> Arcanum VI: diciembre 2013

domingo, 29 de diciembre de 2013

Dolencias II (Cruda existencial)


Por Diego Bang Bang

Las sienes me pulsan como un par de cuerdas mal afinadas, en mis ojos se desplazan manchas Rorschach de manera indefinida. Me duelen las articulaciones: me siento como un cúmulo de engranajes sin aceitar. En mitad del pecho siento un ardor resquemante y mi pestilencia es tan sulfurosa que es digna de cualquier alcantarilla. Después de dormir algún tiempo, mi sudor se ha vuelto más viscoso y mi piel estomacal yace tumefacta. La horma de mis tendones está descompuesta, distendida. En mi cabeza las imágenes se suceden de manera silenciosa y aleatoria; por momentos me doy cuenta de lo absurdas que son.

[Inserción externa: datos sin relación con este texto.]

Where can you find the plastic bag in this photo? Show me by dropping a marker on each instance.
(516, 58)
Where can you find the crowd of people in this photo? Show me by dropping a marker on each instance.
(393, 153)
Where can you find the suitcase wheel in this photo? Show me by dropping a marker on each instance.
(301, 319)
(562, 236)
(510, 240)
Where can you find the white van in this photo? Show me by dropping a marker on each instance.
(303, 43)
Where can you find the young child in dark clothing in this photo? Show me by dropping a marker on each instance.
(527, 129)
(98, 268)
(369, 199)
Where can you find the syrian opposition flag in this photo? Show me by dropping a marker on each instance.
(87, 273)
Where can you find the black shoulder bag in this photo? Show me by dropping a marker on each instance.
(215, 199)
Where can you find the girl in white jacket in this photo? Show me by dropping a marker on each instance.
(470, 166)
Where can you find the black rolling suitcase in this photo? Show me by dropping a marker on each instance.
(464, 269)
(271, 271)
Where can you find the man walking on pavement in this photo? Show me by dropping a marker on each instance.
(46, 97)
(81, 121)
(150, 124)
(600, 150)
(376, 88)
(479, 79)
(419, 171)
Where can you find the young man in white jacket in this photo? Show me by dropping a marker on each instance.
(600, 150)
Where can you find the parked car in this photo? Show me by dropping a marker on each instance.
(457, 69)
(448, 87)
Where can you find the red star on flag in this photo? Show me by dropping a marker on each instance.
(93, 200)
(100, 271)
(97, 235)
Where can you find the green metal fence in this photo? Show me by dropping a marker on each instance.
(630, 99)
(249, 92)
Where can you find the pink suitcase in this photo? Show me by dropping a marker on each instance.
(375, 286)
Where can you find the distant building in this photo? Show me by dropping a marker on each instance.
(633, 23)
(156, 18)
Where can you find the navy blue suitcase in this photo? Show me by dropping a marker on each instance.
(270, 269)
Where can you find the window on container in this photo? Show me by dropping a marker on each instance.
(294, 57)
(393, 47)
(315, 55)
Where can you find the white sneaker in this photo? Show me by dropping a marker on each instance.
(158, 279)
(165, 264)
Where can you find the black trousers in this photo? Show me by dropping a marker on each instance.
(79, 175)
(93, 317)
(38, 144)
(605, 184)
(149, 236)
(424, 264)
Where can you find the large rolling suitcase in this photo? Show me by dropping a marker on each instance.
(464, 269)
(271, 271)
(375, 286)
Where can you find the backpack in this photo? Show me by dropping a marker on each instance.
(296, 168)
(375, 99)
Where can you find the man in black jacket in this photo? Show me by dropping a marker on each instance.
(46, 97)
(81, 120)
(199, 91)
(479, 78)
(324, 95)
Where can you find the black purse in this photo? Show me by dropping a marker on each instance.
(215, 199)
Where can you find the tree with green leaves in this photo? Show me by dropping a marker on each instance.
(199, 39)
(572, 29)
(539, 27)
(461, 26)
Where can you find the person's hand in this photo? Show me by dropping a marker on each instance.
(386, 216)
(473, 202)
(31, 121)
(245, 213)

Entonces mi cuarto se comienza a llenar de una atmósfera muy peculiar: las tonalidades de los colores se vuelven más opalinas. Sin embargo, el brillo de las cosas es más penetrante. En los rojos se percibe la sangre, en los verdes la podredumbre de los canales abiertos, en los amarillos hay algo de orines. No importa cuántas posiciones haya ensayado sobre mi cama, el cuarto lo inunda todo con estas sensaciones. Cuando cierro los ojos, los colores permanecen en la oscuridad, se mueven en volutas circulares que hacen presentir una sórdida locura.

En el baño la sensación se vuelve más húmeda, pero no menos pérfida. Abro la boca frente al espejo sólo para corroborar la sensación de mi lengua pastosa. Mis ojos están más amarillos que de costumbre y delgados ríos rojos extienden sus cauces sobre ellos. Me dan ganas de arrancar las uñas, una a una. De reposar mi brazo derecho en el tracto digestivo de la taza de baño y de permanecer ahí hasta volverme uno con la mierda.

Vuelvo al encierro de mi cuarto y, con ello, al de la cruda. Mi madre desliza un cuchillo de carnicero por debajo de mi puerta. Mi padre pasa un martillo por el umbral de mi ventana. Ambos me piden que extienda las manos en la superficie de la mesa. Acto seguido tengo que comenzar a picar y martillear entre los espacios de los dedos. Cada vez más rápido, cada vez más ríspido. Decido prender la luz antes de perderme en sus carcajadas.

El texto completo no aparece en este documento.